The Lord Chancellor and Secretary of State for Justice (Kenneth Clarke QC) has recently announced details of the Government’s plan to transfer certain functions of the Chief Coroner as set out in the Coroners and Justice Act 2009 following on from the Government’s decision not to implement the provisions of that act in so far as they relate to the functions of a Chief Coroner. In essence the functions are to be divided between the Lord Chancellor and Lord Chief Justice. In addition proposals have been made for a ministerial board to oversee the non-judicial aspects of the coroners’ service. Of particular interest are the following:
- the function of collation of reports and the keeping of a register of any inquest investigations which are not completed within one year is to transfer to the Lord Chancellor;
- reports from coroners on actions to prevent other deaths to be submitted to the Lord Chancellor;
- the Lord Chief Justice will make regulations on training; and
- Lord Chancellor to issue guidance on the way in which the coroner system is to operate in respect of interested persons following consultation with the Lord Chief Justice.

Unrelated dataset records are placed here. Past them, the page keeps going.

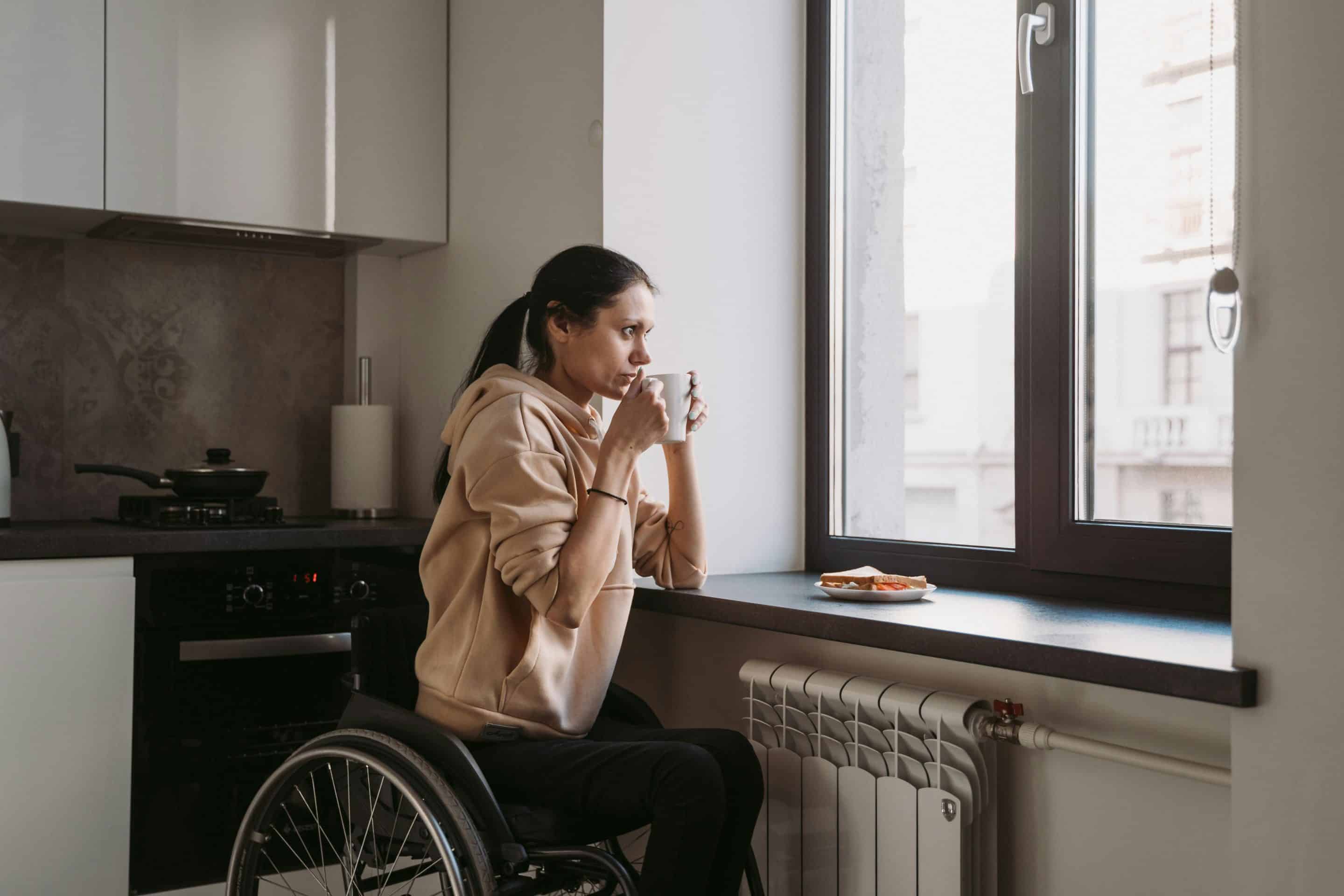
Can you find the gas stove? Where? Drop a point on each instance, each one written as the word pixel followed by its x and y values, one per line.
pixel 174 512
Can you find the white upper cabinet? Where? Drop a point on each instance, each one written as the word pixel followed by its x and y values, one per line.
pixel 51 103
pixel 314 115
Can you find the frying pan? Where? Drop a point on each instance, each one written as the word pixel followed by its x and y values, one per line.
pixel 218 477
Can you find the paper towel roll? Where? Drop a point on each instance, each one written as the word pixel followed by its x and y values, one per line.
pixel 362 461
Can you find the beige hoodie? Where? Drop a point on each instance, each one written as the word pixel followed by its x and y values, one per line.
pixel 499 661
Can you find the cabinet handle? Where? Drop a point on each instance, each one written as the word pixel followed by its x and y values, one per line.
pixel 295 645
pixel 1043 25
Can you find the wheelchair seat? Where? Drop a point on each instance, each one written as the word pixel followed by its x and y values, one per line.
pixel 384 645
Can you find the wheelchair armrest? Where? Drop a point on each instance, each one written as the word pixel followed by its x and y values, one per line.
pixel 448 754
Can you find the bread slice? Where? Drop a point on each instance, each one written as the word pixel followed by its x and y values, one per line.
pixel 868 578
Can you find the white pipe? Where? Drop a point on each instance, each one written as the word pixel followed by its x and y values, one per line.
pixel 1036 736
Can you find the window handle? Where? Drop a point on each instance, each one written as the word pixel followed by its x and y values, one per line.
pixel 1225 294
pixel 1043 25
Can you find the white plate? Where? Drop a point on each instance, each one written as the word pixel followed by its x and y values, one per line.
pixel 889 597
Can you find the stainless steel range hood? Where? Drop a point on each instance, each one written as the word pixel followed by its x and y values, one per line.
pixel 178 231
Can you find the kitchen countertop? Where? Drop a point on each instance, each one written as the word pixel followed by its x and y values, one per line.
pixel 1179 655
pixel 54 539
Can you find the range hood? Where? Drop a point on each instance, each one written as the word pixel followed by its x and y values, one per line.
pixel 179 231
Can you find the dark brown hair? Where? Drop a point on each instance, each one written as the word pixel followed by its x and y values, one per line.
pixel 581 281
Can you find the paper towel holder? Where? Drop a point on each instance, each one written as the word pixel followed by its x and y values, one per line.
pixel 364 398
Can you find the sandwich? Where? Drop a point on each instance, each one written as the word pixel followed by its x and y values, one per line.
pixel 873 580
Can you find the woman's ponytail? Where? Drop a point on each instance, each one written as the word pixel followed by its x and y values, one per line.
pixel 503 344
pixel 578 282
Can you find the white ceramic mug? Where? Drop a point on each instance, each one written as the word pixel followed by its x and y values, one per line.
pixel 677 395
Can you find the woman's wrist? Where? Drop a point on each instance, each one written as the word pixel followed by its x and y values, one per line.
pixel 672 449
pixel 615 467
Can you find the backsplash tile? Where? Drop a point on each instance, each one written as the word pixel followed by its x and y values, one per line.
pixel 148 355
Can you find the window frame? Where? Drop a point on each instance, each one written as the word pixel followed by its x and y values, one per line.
pixel 1143 565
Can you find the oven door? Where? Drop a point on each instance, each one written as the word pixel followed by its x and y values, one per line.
pixel 213 718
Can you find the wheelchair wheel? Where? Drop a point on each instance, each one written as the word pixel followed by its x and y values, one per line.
pixel 357 812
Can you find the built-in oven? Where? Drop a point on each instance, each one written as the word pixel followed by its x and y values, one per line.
pixel 240 660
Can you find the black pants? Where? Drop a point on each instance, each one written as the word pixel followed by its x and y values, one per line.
pixel 700 789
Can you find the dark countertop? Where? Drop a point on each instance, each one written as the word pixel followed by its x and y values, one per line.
pixel 34 540
pixel 1179 655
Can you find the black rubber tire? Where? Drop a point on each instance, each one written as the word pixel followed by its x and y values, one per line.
pixel 451 814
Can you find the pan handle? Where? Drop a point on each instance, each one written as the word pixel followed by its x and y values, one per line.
pixel 144 476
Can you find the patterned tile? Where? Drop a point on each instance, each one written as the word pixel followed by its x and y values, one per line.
pixel 148 355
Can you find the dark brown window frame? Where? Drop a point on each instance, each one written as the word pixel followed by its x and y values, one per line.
pixel 1169 567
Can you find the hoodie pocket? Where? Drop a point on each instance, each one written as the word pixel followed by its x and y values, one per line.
pixel 525 667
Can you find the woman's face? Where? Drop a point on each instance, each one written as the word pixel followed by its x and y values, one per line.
pixel 602 359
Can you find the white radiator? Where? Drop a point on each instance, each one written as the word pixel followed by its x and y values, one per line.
pixel 873 788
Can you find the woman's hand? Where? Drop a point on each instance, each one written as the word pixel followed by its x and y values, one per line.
pixel 698 412
pixel 642 418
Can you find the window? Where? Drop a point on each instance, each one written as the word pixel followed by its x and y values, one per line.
pixel 1045 282
pixel 1184 347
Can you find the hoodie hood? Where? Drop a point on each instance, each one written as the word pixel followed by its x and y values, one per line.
pixel 504 381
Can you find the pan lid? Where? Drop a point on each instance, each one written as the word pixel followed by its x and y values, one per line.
pixel 218 462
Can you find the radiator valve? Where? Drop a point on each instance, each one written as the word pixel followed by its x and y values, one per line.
pixel 1004 724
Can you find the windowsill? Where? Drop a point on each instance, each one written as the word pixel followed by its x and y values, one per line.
pixel 1178 655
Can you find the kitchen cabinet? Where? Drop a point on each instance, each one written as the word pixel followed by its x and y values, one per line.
pixel 66 664
pixel 311 115
pixel 51 103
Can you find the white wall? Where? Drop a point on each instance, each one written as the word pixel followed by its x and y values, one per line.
pixel 525 182
pixel 702 184
pixel 1288 601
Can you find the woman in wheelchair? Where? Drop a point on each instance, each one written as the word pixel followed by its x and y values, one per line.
pixel 529 750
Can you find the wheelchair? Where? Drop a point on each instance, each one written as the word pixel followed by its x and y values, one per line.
pixel 390 802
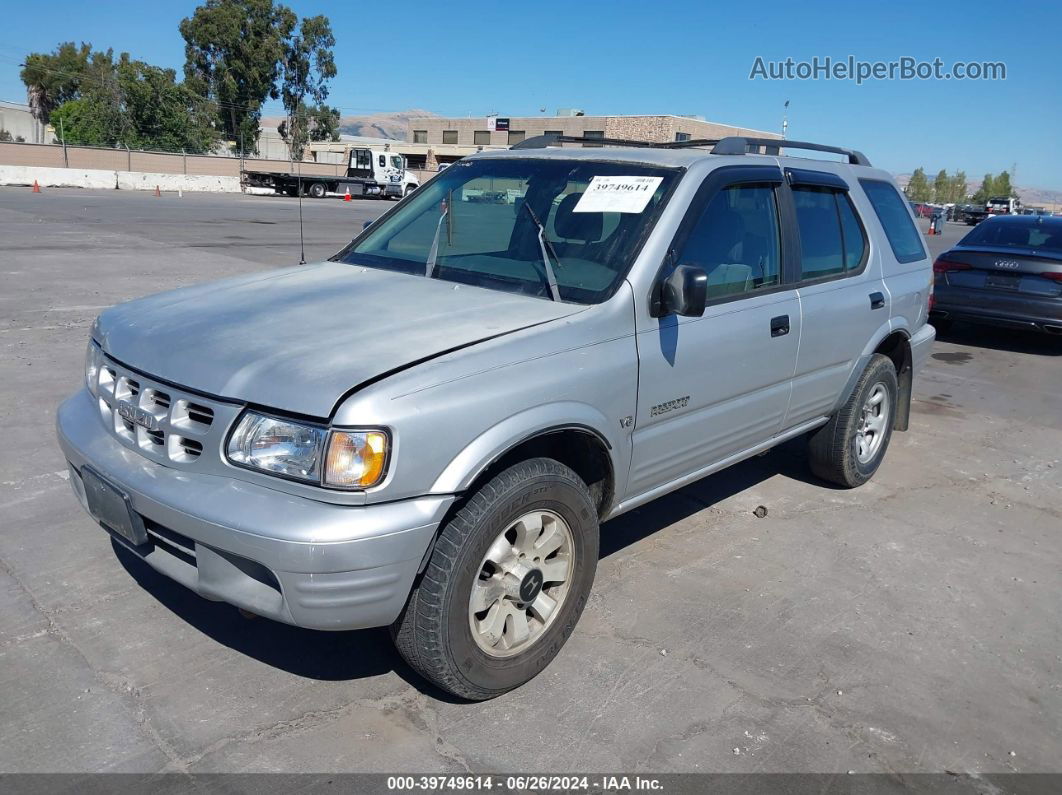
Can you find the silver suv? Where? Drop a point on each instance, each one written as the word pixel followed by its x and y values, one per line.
pixel 428 430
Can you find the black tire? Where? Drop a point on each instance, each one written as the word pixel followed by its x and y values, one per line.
pixel 433 634
pixel 833 448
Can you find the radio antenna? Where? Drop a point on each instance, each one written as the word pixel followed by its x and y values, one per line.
pixel 298 168
pixel 302 239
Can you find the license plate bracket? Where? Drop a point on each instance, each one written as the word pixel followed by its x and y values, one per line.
pixel 110 506
pixel 1003 280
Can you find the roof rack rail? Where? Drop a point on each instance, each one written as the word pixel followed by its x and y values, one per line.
pixel 730 145
pixel 740 145
pixel 541 141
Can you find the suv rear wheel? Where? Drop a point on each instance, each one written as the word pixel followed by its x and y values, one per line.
pixel 849 449
pixel 506 584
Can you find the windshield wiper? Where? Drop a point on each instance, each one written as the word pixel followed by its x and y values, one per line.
pixel 547 248
pixel 429 264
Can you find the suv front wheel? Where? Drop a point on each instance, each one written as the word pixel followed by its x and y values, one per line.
pixel 849 449
pixel 507 582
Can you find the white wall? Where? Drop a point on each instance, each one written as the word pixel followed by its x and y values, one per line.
pixel 110 179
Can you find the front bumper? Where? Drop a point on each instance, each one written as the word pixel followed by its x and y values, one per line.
pixel 290 558
pixel 997 308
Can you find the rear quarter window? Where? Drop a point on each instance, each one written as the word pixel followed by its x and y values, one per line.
pixel 891 210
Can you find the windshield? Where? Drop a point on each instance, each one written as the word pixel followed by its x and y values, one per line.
pixel 506 224
pixel 1032 234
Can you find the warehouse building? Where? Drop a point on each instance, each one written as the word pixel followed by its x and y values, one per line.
pixel 496 131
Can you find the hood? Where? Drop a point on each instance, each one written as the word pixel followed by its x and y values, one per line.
pixel 298 339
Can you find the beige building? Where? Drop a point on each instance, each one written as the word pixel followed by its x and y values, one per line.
pixel 441 134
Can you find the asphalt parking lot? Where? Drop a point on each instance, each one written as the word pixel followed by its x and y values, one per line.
pixel 909 625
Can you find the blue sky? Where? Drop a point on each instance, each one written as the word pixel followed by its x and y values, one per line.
pixel 677 57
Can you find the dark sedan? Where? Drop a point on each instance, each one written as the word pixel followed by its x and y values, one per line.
pixel 1006 272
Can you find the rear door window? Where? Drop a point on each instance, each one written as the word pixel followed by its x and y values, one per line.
pixel 736 241
pixel 904 238
pixel 832 238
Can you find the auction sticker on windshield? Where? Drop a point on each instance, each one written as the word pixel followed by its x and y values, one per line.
pixel 618 194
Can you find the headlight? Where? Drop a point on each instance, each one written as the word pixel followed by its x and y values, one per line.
pixel 356 459
pixel 310 453
pixel 93 360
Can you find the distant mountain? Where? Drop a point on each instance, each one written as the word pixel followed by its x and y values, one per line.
pixel 375 125
pixel 1029 196
pixel 380 125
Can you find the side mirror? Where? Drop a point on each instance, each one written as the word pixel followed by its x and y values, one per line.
pixel 685 292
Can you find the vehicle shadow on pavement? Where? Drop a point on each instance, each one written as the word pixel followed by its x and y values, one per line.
pixel 999 339
pixel 788 460
pixel 342 656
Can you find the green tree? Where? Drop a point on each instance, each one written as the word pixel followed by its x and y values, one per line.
pixel 54 78
pixel 319 123
pixel 1001 186
pixel 942 188
pixel 986 191
pixel 139 106
pixel 918 188
pixel 308 66
pixel 959 187
pixel 233 55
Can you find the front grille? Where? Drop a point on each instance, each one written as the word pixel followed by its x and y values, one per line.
pixel 158 420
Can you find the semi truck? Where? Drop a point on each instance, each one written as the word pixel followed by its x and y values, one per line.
pixel 376 173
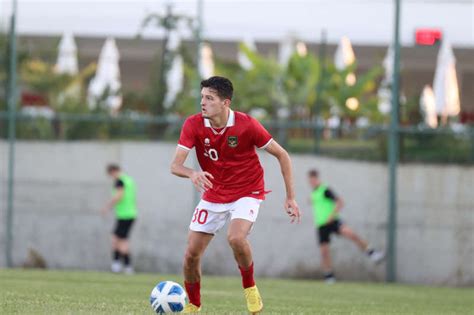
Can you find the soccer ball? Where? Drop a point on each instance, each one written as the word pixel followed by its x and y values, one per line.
pixel 168 297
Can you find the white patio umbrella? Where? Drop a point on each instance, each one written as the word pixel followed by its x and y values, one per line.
pixel 428 107
pixel 301 49
pixel 67 55
pixel 206 64
pixel 242 58
pixel 344 57
pixel 388 65
pixel 384 93
pixel 286 48
pixel 175 76
pixel 445 83
pixel 107 76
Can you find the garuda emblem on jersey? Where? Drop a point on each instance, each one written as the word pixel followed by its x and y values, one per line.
pixel 232 141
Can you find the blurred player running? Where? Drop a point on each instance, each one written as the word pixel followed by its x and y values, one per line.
pixel 326 207
pixel 124 203
pixel 231 181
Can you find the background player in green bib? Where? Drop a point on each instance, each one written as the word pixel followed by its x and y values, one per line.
pixel 326 208
pixel 124 202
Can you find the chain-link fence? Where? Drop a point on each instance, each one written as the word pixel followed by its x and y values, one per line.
pixel 417 144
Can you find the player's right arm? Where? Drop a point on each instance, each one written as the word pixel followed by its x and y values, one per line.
pixel 200 179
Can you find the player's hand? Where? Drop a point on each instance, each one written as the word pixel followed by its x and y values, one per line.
pixel 201 180
pixel 293 210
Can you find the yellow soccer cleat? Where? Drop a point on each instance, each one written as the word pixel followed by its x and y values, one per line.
pixel 254 300
pixel 191 309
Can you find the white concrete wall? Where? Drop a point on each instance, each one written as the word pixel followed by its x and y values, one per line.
pixel 60 188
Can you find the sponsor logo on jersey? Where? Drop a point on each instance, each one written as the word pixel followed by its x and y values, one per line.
pixel 232 141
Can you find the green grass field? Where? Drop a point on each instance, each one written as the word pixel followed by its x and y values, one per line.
pixel 66 292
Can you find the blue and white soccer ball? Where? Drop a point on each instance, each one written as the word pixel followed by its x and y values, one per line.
pixel 168 297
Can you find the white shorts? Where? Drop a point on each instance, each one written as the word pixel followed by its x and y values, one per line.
pixel 210 217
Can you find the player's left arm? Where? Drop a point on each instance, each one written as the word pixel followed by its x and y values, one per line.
pixel 114 200
pixel 283 158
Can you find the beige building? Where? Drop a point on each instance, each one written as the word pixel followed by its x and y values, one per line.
pixel 138 59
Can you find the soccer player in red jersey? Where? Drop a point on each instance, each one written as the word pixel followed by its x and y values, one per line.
pixel 231 181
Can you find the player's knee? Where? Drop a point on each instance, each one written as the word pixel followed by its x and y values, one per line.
pixel 236 241
pixel 191 257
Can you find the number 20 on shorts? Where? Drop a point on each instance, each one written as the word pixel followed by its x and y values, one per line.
pixel 200 215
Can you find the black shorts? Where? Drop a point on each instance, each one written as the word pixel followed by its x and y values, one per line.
pixel 325 231
pixel 123 227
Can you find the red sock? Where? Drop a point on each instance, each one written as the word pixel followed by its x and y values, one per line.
pixel 194 292
pixel 247 276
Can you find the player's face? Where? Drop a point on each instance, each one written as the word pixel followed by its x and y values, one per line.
pixel 211 104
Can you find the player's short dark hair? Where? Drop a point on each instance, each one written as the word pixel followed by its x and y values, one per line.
pixel 112 167
pixel 313 173
pixel 221 85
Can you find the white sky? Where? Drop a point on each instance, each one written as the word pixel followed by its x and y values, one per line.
pixel 363 21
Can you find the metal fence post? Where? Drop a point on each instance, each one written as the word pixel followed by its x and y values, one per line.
pixel 393 149
pixel 11 137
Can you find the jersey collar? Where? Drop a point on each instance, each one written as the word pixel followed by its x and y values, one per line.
pixel 230 120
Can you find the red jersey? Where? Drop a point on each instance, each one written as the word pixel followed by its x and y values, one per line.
pixel 228 154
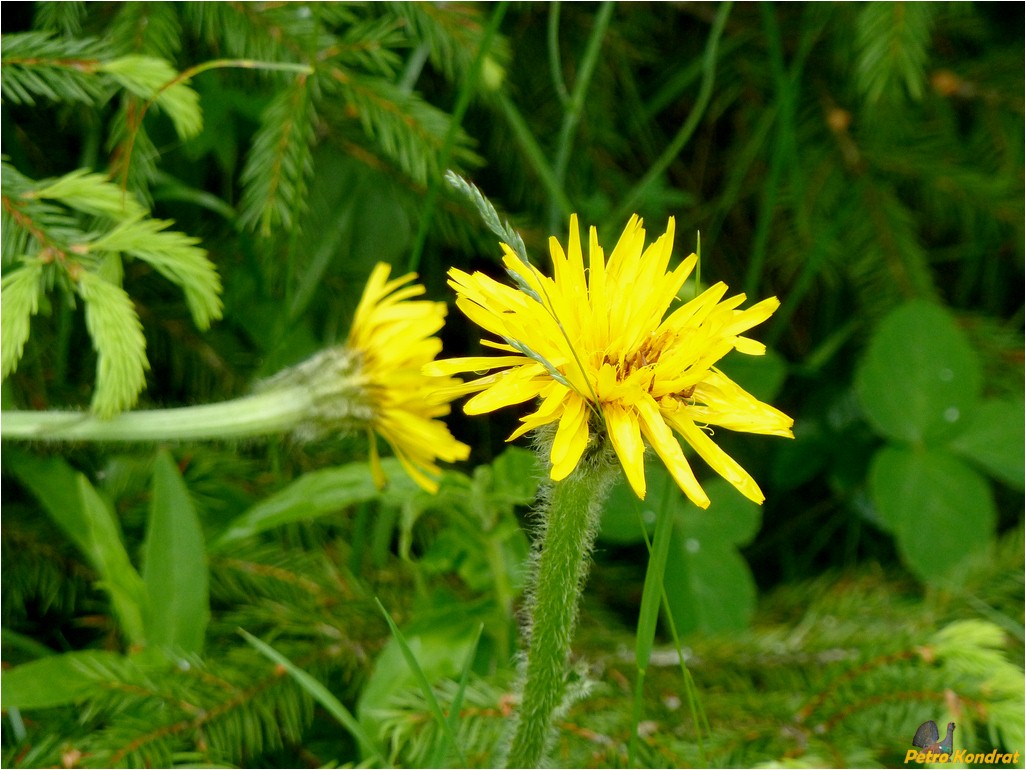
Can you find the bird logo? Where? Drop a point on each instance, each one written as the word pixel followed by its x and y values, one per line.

As the office of Chief Coroner will not be filled there will be no one responsible for leadership, culture or behaviour of coroners and the planned appeals system will not be implemented. There is a proposal that a ministerial board be established to focus on matters of policy, standards of service and other administrative aspects of the delivery of the coroner service and complaints about a coroner’s personal conduct and all complaints about the administration of the coroner service or the conduct of the coroner’s officers should be raised with the ministerial board unless these are of a judicial nature. The board will also provide advice to the Lord Chancellor on his statutory duties and on the setting of priorities.